Football, la solitude du jeune arbitre face au harcellement sexuel
jeudi 4 mars 2010 à 19:18 - permalien #567
L'affaire a débuté par les confidences d'un jeune arbitre de 27 ans, Michael Kempter, au président des arbitres, Volker Roth.
Il accuse Manfred Amerell, 63 ans, personnage clé dans le milieu des arbitres pour leur affectation, de l'avoir soumis à divers reprises à des approches sexuelles. Les confidences ébruitées par le quotidien Frankfurter Rundschau le 10 février ont déclenché aussitôt un déballage public, avec ses noirceurs et ses abimes, "qui donnerait assez de matières pour un feuilleton criminel".
Celui-ci a exposé alors son drame et les pratiques d'Amerell en détail dans un interview au Bild Zeitung.
Lorsqu'on l'interroge sur son silence prolongé, il répond: "j'avais simplement peur pour ma carrière d'arbitre. Et j'avais honte. J'ai tenté de faire l'impasse, mais ça remontait toujours. Quand j'ai remarqué que d'autres étaient dans le même cas, je me suis décidé à parler. Je voulais protéger d'autres jeunes. "Est-ce que je peux t'appeler mon trésor" a dit Amerell par exemple à l'un d'entre eux.

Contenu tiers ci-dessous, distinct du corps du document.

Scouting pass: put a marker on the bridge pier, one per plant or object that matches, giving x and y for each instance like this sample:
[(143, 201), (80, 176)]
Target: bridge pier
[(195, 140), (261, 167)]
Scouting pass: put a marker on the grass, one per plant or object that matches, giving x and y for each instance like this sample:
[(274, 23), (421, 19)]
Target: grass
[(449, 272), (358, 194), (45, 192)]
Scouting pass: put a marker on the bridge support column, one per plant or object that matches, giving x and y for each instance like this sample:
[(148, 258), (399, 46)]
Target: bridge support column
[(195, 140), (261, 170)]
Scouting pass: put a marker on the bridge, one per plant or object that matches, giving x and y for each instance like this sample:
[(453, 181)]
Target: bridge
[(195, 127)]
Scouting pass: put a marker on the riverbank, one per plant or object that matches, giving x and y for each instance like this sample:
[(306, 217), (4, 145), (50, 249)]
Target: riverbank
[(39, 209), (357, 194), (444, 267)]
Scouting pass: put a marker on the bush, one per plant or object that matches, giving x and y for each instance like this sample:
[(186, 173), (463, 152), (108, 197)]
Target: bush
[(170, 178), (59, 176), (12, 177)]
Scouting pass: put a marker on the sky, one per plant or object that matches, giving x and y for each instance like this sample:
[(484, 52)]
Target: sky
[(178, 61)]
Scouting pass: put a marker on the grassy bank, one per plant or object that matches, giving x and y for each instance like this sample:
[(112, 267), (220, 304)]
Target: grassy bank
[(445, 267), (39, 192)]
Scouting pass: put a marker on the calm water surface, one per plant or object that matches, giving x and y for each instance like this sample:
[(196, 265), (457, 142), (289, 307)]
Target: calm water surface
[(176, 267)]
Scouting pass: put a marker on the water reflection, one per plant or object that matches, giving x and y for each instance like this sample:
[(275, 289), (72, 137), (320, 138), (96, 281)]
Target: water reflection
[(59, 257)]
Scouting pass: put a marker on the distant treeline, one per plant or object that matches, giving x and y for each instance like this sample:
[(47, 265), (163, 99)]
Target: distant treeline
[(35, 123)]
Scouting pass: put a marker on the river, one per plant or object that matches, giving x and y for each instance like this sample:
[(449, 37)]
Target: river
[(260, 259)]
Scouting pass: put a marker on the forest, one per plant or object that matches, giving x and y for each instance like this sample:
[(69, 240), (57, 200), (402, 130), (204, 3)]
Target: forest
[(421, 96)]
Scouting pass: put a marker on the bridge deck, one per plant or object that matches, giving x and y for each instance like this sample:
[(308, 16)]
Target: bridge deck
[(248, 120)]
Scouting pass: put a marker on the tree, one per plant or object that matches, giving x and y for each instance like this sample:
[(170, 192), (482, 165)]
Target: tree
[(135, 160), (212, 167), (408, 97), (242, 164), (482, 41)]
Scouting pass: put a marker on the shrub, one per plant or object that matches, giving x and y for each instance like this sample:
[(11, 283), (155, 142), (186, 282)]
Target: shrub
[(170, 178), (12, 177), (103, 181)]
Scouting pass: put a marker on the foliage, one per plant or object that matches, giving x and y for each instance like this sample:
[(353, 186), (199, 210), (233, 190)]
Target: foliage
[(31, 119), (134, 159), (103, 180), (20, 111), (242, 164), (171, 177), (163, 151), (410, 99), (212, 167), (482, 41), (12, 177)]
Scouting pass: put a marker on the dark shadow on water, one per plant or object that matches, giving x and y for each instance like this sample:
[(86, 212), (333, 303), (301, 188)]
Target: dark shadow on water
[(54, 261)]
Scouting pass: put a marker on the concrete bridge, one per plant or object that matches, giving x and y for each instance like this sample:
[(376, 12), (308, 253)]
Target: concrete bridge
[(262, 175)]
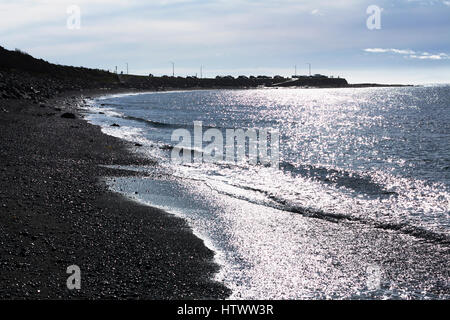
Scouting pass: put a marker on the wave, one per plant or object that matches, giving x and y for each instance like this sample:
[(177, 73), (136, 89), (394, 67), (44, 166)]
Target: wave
[(282, 204), (339, 178)]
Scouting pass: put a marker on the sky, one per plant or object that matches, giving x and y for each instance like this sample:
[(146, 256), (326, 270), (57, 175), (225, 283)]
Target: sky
[(238, 37)]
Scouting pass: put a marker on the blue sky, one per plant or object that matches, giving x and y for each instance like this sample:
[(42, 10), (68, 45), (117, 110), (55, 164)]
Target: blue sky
[(239, 37)]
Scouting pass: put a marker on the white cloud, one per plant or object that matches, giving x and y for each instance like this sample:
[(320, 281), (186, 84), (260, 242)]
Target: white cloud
[(410, 53)]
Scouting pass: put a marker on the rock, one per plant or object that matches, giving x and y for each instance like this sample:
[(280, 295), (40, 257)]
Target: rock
[(68, 115)]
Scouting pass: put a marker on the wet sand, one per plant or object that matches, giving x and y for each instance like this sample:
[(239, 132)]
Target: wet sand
[(57, 212)]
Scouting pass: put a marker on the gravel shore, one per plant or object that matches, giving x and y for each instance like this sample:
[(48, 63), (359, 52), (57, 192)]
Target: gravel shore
[(57, 212)]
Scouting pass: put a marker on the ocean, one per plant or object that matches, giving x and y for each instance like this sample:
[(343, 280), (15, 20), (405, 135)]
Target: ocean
[(362, 175)]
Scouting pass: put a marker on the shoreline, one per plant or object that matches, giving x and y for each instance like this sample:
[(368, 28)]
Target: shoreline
[(395, 252), (59, 212)]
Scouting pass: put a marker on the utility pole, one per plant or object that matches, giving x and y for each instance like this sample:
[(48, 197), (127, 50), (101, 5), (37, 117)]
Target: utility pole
[(173, 68)]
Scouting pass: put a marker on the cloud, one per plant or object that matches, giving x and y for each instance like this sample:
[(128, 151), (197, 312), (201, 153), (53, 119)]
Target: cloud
[(410, 53)]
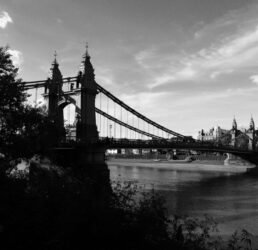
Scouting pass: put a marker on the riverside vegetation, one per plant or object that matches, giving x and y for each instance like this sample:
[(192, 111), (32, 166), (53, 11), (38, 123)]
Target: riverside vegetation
[(44, 206)]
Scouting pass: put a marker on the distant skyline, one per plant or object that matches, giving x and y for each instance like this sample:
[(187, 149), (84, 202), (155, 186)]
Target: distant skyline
[(186, 64)]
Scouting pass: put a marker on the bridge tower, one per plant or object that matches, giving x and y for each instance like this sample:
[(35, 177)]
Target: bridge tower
[(88, 131), (234, 132), (53, 93), (251, 135)]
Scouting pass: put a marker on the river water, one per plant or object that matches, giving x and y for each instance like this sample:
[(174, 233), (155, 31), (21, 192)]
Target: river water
[(232, 199)]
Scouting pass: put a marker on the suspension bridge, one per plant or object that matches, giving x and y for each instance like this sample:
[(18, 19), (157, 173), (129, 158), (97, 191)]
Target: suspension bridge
[(104, 120)]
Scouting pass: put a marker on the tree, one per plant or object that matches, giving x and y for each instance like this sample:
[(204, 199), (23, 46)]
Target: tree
[(24, 130), (12, 97)]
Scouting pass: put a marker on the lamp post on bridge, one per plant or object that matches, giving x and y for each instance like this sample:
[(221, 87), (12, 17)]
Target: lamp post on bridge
[(110, 127)]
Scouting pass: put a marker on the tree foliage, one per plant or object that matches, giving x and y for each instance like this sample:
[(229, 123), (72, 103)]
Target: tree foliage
[(24, 130)]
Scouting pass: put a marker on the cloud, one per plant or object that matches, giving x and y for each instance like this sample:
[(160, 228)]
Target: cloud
[(254, 79), (5, 19), (17, 57), (237, 51)]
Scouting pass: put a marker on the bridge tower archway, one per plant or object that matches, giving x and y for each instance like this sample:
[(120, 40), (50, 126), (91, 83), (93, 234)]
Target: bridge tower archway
[(53, 95)]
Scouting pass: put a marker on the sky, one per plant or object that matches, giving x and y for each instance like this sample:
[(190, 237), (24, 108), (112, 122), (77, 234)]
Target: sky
[(186, 64)]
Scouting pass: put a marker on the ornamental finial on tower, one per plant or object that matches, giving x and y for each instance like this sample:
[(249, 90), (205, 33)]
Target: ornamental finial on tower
[(252, 125), (88, 68), (234, 124), (55, 60)]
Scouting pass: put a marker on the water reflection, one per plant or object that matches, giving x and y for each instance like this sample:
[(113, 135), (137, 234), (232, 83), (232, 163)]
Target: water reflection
[(230, 198)]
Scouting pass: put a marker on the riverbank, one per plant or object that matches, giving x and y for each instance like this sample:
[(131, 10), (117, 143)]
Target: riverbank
[(205, 165)]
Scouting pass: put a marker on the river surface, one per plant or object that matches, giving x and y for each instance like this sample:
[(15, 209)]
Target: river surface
[(232, 199)]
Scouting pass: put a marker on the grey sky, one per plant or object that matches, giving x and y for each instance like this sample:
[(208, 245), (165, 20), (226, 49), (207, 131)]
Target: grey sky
[(188, 64)]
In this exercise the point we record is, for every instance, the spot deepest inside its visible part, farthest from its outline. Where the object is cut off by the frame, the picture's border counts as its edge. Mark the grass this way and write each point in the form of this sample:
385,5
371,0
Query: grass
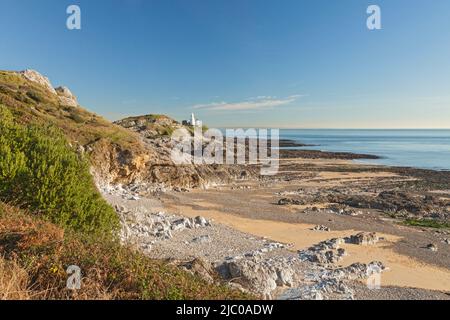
30,102
35,255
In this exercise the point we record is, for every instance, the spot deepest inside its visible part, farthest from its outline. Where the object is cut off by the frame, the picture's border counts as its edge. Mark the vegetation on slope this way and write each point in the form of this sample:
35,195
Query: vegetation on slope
40,172
56,218
30,102
36,254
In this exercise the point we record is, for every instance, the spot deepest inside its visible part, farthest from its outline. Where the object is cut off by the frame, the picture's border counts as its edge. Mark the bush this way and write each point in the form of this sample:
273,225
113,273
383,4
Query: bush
109,270
40,172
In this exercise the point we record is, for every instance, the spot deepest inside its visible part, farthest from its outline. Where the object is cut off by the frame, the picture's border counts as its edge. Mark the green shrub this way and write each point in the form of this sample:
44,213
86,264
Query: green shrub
40,172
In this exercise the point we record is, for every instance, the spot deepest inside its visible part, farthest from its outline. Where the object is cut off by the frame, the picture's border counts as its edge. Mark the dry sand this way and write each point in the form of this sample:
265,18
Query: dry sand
403,271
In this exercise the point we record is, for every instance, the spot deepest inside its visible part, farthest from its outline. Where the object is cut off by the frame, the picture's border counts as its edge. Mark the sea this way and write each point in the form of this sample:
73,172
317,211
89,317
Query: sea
427,149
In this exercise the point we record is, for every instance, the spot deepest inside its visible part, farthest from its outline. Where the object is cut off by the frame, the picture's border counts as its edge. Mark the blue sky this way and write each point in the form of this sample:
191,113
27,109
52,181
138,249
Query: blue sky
251,63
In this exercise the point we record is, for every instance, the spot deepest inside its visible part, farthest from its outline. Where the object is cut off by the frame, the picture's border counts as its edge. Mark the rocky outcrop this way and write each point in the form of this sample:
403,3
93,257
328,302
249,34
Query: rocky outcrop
38,78
66,98
261,277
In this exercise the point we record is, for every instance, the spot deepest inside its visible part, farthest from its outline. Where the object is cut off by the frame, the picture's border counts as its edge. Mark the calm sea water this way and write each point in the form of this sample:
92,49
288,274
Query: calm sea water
428,149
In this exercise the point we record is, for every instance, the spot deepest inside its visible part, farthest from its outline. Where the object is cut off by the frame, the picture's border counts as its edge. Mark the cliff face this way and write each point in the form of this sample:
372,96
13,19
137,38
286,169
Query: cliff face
132,150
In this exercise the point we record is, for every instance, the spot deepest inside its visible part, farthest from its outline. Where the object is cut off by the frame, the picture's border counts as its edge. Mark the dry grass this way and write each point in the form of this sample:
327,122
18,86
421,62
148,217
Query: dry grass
109,270
13,281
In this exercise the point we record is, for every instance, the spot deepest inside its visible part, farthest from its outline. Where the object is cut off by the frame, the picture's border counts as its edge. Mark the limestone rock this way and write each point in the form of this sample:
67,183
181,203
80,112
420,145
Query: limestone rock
38,78
363,238
66,98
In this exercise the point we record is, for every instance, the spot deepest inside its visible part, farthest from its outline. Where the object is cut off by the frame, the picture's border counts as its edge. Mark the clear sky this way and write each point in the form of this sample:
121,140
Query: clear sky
252,63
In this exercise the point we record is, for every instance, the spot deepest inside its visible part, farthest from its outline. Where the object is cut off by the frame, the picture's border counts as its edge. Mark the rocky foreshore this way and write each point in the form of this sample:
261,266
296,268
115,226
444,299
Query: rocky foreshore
267,268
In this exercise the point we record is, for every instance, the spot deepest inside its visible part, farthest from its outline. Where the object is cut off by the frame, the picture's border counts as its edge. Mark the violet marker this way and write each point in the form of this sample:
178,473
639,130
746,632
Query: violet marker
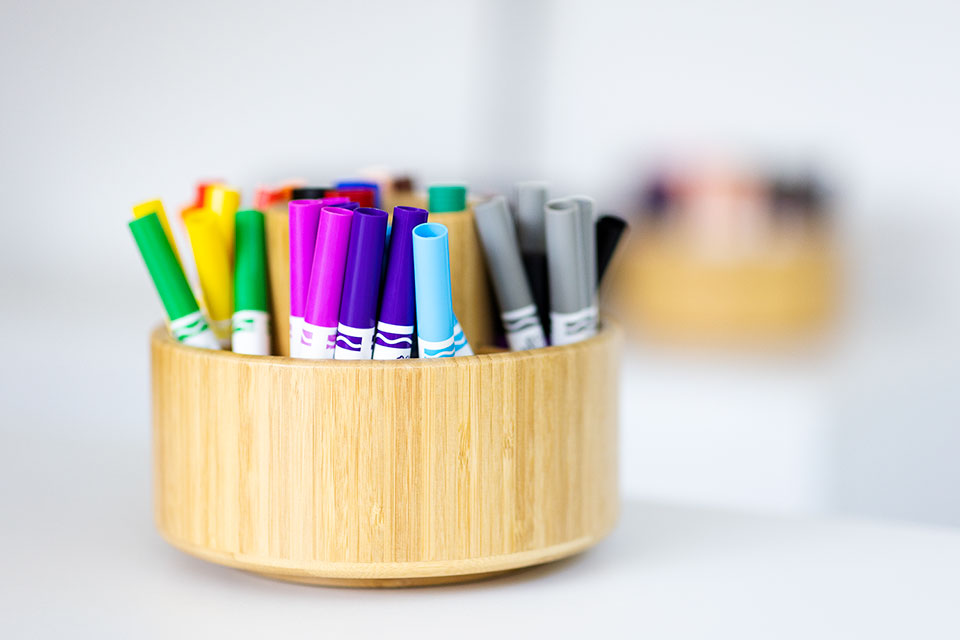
318,335
361,285
304,219
398,310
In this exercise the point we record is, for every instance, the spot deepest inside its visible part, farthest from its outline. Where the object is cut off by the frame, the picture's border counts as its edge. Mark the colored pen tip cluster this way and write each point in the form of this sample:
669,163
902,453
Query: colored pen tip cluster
368,284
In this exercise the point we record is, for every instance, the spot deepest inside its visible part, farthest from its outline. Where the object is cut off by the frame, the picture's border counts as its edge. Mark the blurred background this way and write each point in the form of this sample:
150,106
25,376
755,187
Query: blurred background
699,121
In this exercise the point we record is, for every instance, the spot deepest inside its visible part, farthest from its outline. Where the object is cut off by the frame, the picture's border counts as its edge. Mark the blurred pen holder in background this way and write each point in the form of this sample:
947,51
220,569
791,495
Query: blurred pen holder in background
727,259
372,473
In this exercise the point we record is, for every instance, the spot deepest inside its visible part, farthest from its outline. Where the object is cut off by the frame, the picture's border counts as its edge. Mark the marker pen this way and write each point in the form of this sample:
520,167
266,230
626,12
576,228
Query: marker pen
309,193
460,344
201,192
361,285
531,234
156,206
572,267
431,270
609,230
446,198
364,197
251,319
394,339
185,320
304,218
350,185
223,201
318,336
213,269
517,308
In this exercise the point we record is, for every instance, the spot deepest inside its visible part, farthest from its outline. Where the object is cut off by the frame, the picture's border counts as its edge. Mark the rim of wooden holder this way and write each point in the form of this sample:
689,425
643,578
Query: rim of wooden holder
486,481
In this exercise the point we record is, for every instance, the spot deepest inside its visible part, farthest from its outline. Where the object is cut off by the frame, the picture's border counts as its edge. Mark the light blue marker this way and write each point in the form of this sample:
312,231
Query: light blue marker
431,273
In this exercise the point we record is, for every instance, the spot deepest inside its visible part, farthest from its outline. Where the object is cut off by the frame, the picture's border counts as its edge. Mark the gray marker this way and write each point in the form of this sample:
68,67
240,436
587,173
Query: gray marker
517,307
572,269
531,196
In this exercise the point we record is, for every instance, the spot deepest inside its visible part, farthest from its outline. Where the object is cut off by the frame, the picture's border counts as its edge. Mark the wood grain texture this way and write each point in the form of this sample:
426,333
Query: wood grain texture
385,473
472,296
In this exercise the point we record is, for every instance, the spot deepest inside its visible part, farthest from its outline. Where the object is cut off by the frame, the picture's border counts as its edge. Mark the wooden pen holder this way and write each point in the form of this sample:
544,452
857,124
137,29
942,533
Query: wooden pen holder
472,300
368,473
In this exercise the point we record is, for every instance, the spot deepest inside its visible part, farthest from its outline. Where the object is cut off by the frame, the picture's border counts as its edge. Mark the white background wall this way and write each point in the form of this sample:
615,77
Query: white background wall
108,103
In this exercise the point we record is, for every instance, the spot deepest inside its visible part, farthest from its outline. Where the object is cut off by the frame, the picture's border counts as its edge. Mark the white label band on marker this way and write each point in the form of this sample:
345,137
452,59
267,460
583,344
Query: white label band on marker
317,343
193,330
523,328
251,332
354,343
460,342
439,349
296,326
567,328
393,341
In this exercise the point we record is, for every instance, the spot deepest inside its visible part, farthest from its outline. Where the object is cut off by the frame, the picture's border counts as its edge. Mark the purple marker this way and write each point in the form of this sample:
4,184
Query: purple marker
304,218
318,336
361,285
398,311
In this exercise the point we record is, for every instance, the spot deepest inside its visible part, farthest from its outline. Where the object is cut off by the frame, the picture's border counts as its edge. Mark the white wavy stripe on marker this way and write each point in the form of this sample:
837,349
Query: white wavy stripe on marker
567,328
354,343
251,332
317,343
439,349
193,330
460,341
387,348
296,326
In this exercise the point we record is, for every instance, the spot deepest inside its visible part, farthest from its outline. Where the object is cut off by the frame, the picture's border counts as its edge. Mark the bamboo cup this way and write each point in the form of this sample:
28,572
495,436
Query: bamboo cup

Pour moi ça été le signal d'alarme".
Des douzaines de journalistes étaient attendus à Münich aujourd'hui, devant le tribunal ou Amerell était confronté au président de la fédération allemande de football, Theo Zwanziger, contre lequel il a porté plainte. Celui-ci a relayé en effet au nom de la fédération les accusations du jeune arbitre, renforcées par quatre témoignages, dont les jeunes auteurs tiennent à rester anonymes. Un ancien arbitre charge lui aussi maintenant l'influent Amerell et évoque un "système" en place depuis des années. Celui-ci demande la condamnation de la fédération pour les accusations proférées à son égard par son président.
"Qui ment, qui en profite, qui veut déconsidérer qui? Qui dit la vérité? Le scandale ébranle le football allemand, souligne le Berliner Zeitung." Zwanziger assure aujourd'hui vouloir briser le cartel du silence, faire toute les clarté et protéger les jeunes arbitres. Il jure de démissionner de son poste, si le tribunal le condamne.
Le cas Amerell/Kemper est d'autant plus sensible qu'il mêle abus sexuel et homosexualité. Un tabou dans le monde du football.
Les footballeurs homos vivent une pression énorme car ils sont obligés de se cacher, souligne une ancienne sportive professionnelle dans le Tagesspiegel. Tout se fait en façade. Des hôtesses sont louées pour les soirées de gala, "afin qu'un pro homo ne soit pas repéré". Ils doivent se surveiller en permanence sans craquer. Sinon leurs propres fans se moqueraient d'eux, leurs adversaires les invectiveraient, leurs manager se plaindraient de ne plus pouvoir les "vendre au sud de l'Europe", leur valeur sur le marché serait en chute libre. Kemper assure qu'il n'est pas homosexuel.
Le drame éclaire à nouveau ce monde du football dont le suicide du gardien de but de l'équipe nationale allemande, Robert Enke, dépressif, ( voir ma Revue de presse), avait déjà éclairé les abîmes. Il avait dû dissimuler sa dépression pendant sa vie de footballeur professionnel, craignant pour sa carrière, s'il brisait un tabou.